In January this year, the Czech Supreme Court ruled that a physical marketplace is, from the perspective of intellectual property rights, equal to an online marketplace. It follows from the judgment that if a tenant has infringed intellectual property rights and such infringement is confirmed by a final verdict or decision, the operator of the marketplace must refrain from entering into or renewing the lease with such tenant.
In their legal action, the trademark owners (the claimants) sought an order requiring the operator of the marketplace (the defendant) to refrain from concluding or renewing sublease agreements for the use of the retail premises with entities that have infringed or jeopardised their trademark rights pursuant to final decisions of a court or administrative authority (the “first claim”).
However, the claimants went further.
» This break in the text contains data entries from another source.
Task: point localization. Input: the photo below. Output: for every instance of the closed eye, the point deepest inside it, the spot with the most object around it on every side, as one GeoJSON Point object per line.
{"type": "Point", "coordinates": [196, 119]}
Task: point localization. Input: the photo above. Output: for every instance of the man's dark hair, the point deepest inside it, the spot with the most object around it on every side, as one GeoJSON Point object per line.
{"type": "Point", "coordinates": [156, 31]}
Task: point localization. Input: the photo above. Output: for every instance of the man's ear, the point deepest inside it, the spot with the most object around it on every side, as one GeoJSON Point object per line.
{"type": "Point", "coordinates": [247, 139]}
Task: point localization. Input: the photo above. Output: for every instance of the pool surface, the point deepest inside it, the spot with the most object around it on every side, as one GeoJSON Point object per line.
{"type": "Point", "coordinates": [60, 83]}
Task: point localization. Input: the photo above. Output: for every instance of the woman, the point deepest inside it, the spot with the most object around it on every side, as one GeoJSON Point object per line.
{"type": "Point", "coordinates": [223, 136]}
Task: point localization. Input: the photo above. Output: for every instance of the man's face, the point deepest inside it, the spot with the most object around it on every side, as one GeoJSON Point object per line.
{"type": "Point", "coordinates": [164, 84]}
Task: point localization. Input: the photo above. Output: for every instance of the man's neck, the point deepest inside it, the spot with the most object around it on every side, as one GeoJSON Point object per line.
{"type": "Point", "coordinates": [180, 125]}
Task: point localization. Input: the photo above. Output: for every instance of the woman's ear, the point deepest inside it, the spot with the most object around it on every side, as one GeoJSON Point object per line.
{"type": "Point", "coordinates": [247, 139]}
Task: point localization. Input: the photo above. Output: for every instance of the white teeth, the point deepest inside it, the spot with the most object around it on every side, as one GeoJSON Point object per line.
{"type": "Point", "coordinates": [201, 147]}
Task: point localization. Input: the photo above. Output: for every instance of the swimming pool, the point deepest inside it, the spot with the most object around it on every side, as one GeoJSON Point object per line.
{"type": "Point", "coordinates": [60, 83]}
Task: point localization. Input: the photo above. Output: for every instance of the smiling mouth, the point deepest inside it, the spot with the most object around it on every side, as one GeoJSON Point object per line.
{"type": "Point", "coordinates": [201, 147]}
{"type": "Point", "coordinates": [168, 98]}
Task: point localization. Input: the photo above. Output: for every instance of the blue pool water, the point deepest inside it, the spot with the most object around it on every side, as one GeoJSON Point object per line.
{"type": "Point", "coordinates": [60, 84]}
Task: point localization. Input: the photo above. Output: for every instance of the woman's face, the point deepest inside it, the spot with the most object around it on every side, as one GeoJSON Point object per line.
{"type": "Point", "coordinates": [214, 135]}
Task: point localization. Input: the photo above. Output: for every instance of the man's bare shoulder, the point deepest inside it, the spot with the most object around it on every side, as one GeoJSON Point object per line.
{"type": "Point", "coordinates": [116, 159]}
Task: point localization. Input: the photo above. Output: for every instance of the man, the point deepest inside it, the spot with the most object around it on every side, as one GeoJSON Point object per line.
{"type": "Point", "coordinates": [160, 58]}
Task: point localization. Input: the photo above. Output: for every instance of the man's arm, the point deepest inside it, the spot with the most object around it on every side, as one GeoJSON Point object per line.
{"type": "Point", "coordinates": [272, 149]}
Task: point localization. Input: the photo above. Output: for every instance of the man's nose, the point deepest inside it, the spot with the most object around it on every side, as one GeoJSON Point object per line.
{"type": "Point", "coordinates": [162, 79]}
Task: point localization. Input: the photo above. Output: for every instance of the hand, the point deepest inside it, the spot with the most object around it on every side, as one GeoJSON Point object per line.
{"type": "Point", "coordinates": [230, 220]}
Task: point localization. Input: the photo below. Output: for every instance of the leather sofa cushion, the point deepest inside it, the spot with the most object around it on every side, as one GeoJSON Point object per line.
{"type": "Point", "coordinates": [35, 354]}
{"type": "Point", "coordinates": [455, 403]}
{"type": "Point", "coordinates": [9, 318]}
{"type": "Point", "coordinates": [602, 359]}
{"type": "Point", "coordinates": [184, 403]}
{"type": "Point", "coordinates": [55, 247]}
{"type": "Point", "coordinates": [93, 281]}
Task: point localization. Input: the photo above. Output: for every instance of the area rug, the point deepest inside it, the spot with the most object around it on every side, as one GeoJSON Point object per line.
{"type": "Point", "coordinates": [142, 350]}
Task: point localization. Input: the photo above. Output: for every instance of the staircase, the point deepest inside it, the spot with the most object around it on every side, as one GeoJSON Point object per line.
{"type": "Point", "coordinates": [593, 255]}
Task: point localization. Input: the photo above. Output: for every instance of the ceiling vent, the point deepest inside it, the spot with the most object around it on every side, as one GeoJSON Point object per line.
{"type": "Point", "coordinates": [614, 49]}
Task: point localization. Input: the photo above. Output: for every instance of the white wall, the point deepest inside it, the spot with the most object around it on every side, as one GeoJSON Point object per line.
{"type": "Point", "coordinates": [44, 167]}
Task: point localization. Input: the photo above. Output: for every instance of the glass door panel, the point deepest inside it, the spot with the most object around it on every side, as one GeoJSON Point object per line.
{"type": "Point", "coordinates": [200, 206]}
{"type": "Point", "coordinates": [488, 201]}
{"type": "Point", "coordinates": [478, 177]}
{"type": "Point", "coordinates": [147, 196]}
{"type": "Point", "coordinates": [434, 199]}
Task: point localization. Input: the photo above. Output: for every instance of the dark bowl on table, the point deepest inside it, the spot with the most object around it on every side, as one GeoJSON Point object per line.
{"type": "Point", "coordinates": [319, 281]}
In addition to the first claim, they also demanded that the operator of the marketplace is required to refrain from concluding or renewing sublease agreements that do not impose an obligation on the subtenant to refrain from infringing the claimants’ industrial property rights and that do not lay down as a ground for termination by the tenant an event of infringed or jeopardised trade mark right in the point of sale used by the subtenant (“the second claim”).
The trade mark owners argued that the operator of a marketplace – meaning a real marketplace where people physically trade – is in the same position of intermediary as the operator of an electronic marketplace, whose services are used by third parties (in this case, subtenants) to infringe IP rights.
The Municipal Court in Prague and the Court of Appeal both found that the first claim of the trademark owners was justified and ordered the defendant to refrain from concluding or renewing sublease agreements for the use of the retail premises with entities that, according to a final decision of a court or administrative authority, had infringed or jeopardised the rights to their trademarks.
Regarding the second claim – the claimants’ request to order the operator of the marketplace to enter into contracts with specific content in the future – this part of the action was dismissed. Subsequently, the owners of the trademarks appealed to the Supreme Court of the Czech Republic, which upheld the decision of the lower courts as substantively correct and dismissed the appeal.
The good news for trademark owners is that this lawsuit brought several new landmark decisions: first, that a marketplace (whether brick-and-mortar or electronic) is still a marketplace, and second, that you can order an intermediary what to do, but you cannot order him how.